Stopcocks are awesome, and very handy. I love em.

When I was a new grad I followed a RN (also a new grad, same year but different school) who decided all IV tubing didn't need hub to hub connectors - she felt the proper way was to attach 20 ga needles to the ends, and tape them together! We argued a good long while at shift change regarding what was proper procedure. I removed all the needles, reconnecting hub to hub - only to have her replace all needles and tape them up on her next shift the following day. This may have gone on indefinitely - until my charge nurse, who was helping me to scoot this pt up in bed immediately after the next shift change, ended up with a needle in the palm of her hand - as one had become untaped and worked itself lose.

Needless to say, this nurse got an in service on the proper way to connect IV ports soon therearter. And sadly, my charge nurse had to go to employee health - to be screened for HIV, and Hep B.

Specializes in Trauma/Surgery ICU.

Our CVICU uses an anesthesia stopcock system - kind of. They stopcock all of the compatible drips together (one is always a carrier) and tape the line of stopcocks to the IV pole so it's just one line running to the patient's central line. Fewer tangled lines, easier to keep your drips from getting mixed up, and everything gets to the patient faster (or at least you see your titrations faster). So much of a better system than what we use in the MSICU - putting all the stopcocks directly to the hub of the central line with all the different IV tubings going from the pump to the patient. Everyone has their own thing I guess!

Specializes in Pediatric Critical Care.

Our Insulin gtt policy calls for the pt to be receiving a source of dextrose. If they have a tube-feed, then that counts. Otherwise, they're probably getting D5+KCl. I'll put the insulin into a stopcock with the maintenance fluid & not ask for a carrier.
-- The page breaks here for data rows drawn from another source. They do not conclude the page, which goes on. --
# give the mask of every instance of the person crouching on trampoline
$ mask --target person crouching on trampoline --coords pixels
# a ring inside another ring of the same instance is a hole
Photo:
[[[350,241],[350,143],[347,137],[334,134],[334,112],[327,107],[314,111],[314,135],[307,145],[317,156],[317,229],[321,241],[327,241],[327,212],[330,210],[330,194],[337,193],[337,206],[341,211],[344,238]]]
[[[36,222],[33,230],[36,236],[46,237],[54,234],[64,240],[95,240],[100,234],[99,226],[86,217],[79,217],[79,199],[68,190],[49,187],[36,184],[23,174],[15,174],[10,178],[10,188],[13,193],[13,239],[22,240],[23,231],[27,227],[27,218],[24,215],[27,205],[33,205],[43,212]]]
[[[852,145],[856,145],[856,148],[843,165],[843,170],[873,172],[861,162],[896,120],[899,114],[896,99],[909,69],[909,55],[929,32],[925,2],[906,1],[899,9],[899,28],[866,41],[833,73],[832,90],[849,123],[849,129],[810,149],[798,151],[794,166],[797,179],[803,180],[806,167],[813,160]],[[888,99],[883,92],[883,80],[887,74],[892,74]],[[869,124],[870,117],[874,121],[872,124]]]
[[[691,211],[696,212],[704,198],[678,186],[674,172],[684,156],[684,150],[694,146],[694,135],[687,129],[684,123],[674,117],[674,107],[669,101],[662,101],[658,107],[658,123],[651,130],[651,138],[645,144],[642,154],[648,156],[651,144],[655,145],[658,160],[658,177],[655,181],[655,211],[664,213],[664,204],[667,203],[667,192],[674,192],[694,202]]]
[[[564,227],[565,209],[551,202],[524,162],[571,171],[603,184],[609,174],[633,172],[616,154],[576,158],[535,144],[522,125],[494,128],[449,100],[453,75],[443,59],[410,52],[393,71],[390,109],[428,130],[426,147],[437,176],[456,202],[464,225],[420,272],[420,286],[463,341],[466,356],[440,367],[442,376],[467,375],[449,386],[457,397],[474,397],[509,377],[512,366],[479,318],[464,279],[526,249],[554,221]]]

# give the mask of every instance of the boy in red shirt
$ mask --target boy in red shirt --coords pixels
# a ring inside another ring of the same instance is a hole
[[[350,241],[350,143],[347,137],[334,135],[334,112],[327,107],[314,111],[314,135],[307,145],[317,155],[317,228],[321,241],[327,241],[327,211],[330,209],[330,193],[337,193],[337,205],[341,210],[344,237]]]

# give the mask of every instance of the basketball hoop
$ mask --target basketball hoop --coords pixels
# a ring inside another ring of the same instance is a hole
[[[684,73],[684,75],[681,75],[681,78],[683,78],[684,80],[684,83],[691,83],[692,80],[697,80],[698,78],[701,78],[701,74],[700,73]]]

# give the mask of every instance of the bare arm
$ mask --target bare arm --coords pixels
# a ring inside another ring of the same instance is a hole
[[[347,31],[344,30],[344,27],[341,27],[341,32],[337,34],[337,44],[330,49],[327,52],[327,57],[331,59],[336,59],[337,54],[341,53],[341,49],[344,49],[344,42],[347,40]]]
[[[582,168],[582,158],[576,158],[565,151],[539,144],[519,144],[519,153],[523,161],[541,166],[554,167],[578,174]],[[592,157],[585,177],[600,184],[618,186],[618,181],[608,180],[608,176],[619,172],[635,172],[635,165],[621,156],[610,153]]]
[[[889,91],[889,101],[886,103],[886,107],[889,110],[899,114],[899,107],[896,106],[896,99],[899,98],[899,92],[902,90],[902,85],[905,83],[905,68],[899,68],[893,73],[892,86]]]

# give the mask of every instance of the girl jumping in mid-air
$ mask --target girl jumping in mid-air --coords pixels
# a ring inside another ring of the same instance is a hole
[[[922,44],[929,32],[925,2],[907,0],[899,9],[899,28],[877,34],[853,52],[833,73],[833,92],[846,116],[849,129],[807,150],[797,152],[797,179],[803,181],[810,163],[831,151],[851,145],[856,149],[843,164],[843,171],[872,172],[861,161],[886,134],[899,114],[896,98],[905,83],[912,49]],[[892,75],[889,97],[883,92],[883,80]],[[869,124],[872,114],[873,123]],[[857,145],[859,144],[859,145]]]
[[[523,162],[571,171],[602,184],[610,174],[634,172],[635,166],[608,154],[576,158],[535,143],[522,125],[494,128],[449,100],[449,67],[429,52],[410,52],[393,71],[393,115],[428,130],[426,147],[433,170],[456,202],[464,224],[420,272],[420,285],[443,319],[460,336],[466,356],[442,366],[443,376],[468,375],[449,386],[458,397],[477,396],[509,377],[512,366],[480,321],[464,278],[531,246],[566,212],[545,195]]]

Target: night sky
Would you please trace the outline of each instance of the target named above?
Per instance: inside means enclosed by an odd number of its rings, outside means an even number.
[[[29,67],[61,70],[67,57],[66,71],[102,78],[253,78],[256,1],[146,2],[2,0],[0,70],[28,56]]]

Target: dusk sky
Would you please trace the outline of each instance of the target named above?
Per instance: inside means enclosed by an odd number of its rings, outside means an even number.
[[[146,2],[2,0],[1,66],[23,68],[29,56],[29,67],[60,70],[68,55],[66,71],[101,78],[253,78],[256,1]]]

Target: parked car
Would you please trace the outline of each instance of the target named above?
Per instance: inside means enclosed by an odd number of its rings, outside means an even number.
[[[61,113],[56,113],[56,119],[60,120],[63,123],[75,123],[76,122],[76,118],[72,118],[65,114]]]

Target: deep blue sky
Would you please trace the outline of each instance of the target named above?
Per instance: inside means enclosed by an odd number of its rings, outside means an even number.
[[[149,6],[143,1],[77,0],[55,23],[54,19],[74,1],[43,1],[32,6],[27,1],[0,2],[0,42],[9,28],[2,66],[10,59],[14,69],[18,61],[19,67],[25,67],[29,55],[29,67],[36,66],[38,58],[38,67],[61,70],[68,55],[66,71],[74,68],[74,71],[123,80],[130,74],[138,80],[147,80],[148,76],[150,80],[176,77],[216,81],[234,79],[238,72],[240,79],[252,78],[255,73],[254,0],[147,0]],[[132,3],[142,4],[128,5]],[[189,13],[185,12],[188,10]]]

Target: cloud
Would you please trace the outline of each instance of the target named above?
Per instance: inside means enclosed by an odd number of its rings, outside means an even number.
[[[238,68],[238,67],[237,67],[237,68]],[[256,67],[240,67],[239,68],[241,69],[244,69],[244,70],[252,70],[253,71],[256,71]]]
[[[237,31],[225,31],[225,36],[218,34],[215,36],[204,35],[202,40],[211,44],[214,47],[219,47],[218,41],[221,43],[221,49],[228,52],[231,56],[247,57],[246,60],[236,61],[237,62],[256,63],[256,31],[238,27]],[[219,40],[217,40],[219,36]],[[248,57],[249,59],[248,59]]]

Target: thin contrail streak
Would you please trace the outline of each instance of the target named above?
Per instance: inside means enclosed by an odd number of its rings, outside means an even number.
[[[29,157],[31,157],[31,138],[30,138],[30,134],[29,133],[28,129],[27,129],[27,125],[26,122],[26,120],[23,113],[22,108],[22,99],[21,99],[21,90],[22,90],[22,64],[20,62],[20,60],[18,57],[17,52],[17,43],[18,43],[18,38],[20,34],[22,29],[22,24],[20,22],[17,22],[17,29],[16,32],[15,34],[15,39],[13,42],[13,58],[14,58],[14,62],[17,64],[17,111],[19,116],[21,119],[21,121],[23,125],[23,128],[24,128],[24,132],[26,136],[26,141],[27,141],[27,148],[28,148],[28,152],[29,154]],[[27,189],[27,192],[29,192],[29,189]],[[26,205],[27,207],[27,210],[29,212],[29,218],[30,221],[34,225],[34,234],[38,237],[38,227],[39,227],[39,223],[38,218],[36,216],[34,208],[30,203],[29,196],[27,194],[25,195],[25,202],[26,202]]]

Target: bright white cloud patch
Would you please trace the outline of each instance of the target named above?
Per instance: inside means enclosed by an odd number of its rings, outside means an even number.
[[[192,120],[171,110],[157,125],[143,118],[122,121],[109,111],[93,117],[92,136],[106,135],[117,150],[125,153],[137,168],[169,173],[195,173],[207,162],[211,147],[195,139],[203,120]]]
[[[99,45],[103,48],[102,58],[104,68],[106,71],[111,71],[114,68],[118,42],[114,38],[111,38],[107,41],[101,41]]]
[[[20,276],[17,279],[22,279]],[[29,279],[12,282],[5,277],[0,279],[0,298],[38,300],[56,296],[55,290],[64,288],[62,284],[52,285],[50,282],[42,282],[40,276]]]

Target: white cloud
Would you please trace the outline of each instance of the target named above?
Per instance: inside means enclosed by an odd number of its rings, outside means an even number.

Thats interesting, because at my hospital we are told not to infuse insulin into the dextrose line, as the insulin will act on the dextrose in the line before even reaching the body. I always just took that for the truth. Wonder if it's a real thing, or if my hospital just made up a weird rule.
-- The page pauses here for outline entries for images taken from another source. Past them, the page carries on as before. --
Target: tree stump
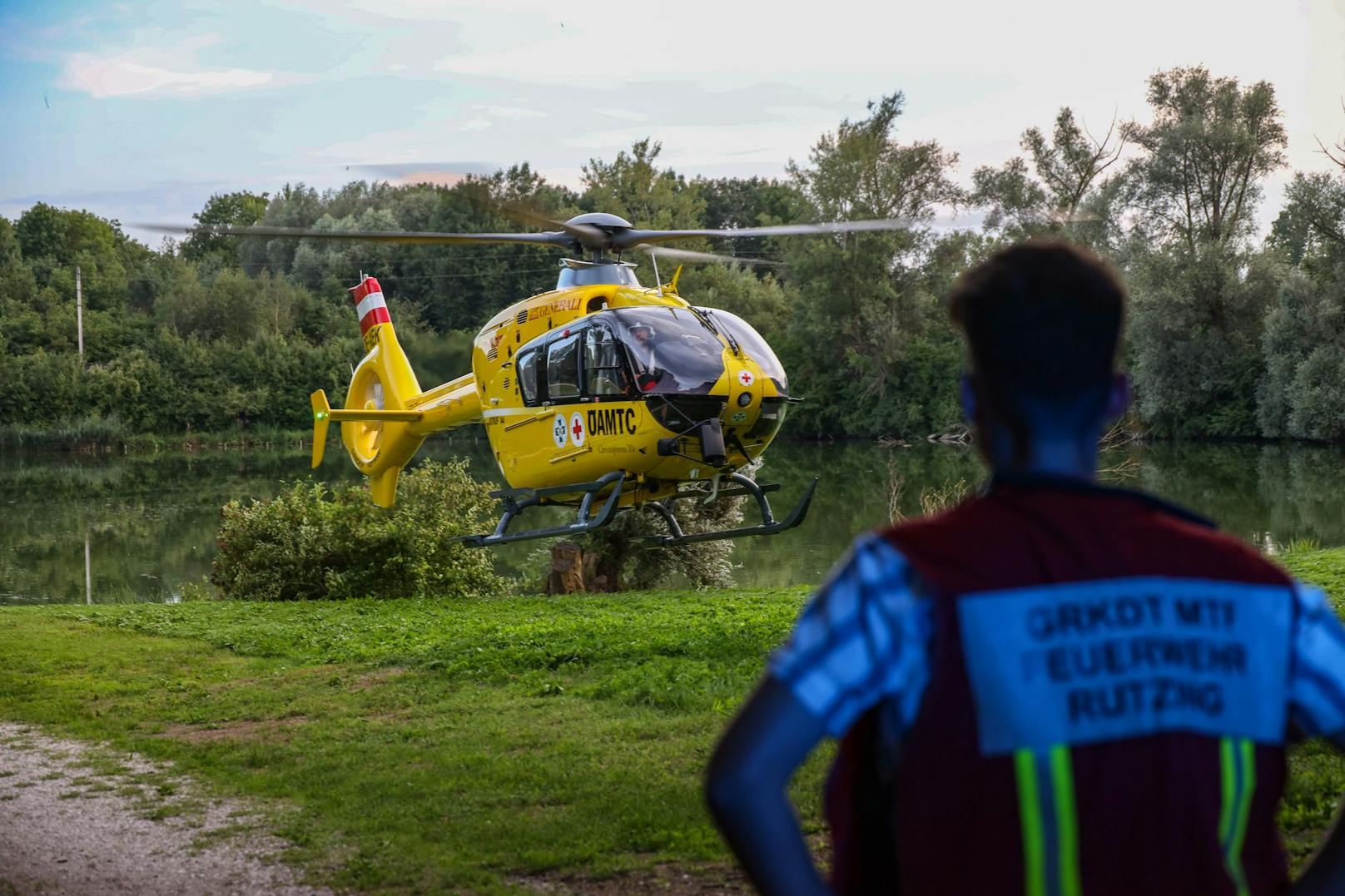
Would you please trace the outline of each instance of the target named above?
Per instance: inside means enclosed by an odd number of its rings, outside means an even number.
[[[584,591],[584,552],[573,541],[551,545],[551,569],[546,576],[547,595],[577,595]]]

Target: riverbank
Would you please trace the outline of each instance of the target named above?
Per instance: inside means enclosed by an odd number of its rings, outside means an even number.
[[[701,770],[806,595],[4,608],[0,718],[288,806],[336,887],[714,883]]]
[[[1345,549],[1284,561],[1345,600]],[[0,608],[0,718],[276,807],[338,888],[733,887],[701,772],[808,591]],[[829,760],[792,791],[819,841]],[[1345,761],[1307,744],[1291,766],[1301,861]]]
[[[339,435],[331,437],[339,443]],[[309,449],[312,429],[253,428],[219,432],[132,432],[117,420],[89,417],[52,426],[0,426],[0,453],[152,455],[161,451]]]

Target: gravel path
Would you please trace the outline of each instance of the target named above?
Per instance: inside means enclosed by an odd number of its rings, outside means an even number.
[[[0,896],[330,896],[257,825],[171,767],[0,722]]]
Specializes in Critical Care.
Thats interesting, because at my hospital we are told not to infuse insulin into the dextrose line, as the insulin will act on the dextrose in the line before even reaching the body. I always just took that for the truth. Wonder if it's a real thing, or if my hospital just made up a weird rule.

I mean, it would make sense if insulin and dextrose worked together that way, but insulin works to bring glucose into cells by activating receptors on the cellular membrane. Insulin can't "consume" dextrose or vise-versa in the line. Give them a B+ for trying?